ECLI:NL:RBDHA:2025:17586
Rechtbank Den Haag
- Voorlopige voorziening
- Rechtspraak.nl
Afwijzing verzoek voorlopige voorziening in vreemdelingenzaak met betrekking tot verblijfsvergunning en spoedeisend belang
In deze zaak heeft de voorzieningenrechter van de Rechtbank Den Haag op 24 september 2025 uitspraak gedaan in een verzoek om een voorlopige voorziening van een Iraanse verzoeker die een verblijfsvergunning had aangevraagd.
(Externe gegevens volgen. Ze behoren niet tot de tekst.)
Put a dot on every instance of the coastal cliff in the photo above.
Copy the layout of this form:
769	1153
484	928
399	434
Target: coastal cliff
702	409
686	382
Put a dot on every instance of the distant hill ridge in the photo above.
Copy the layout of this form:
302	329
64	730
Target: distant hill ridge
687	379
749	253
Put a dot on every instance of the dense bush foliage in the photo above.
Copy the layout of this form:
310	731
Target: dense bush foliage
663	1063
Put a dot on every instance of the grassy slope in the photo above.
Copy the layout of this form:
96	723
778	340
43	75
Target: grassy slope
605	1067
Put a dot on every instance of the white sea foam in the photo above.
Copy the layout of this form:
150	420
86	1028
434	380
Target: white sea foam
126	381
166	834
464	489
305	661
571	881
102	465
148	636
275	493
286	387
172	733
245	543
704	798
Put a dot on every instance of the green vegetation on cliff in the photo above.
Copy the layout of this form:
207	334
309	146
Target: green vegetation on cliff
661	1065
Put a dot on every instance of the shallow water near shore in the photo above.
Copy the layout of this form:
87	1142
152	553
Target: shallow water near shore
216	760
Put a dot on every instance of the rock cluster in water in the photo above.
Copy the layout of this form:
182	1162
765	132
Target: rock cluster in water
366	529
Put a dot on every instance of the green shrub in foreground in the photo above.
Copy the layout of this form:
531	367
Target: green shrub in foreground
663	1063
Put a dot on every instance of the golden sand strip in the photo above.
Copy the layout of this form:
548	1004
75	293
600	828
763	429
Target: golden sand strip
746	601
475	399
De verzoeker, geboren in 1980, was eerder aangehouden op de luchthaven Schiphol vanwege een uitleveringsverzoek van de Verenigde Staten. Hij had een tijdelijke verblijfsvergunning gekregen op humanitaire gronden, maar deze was ingetrokken. De verzoeker diende op 10 februari 2025 nieuwe aanvragen in voor een verblijfsvergunning, die op 2 juni 2025 door de minister van Asiel en Migratie werden afgewezen. De verzoeker verzocht de voorzieningenrechter om een voorlopige voorziening, zodat hij de uitkomst van zijn bezwaar tegen de afwijzing van zijn verblijfsvergunning kon afwachten zonder uitzetting.
De voorzieningenrechter heeft op 18 september 2025 de zaak behandeld, waarbij de verzoeker en zijn gemachtigde aanwezig waren, evenals de gemachtigde van de verweerder. De voorzieningenrechter oordeelde dat er geen spoedeisend belang was voor het treffen van een voorlopige voorziening. De verzoeker had geen rechtmatig verblijf en was uitzetbaar, maar er waren geen aanwijzingen dat uitzetting op korte termijn dreigde. De voorzieningenrechter concludeerde dat de verzoeker onvoldoende had onderbouwd dat hij in financiële problemen zou komen door de afwijzing van zijn aanvraag. De voorzieningenrechter wees het verzoek om een voorlopige voorziening af en legde geen proceskostenveroordeling op.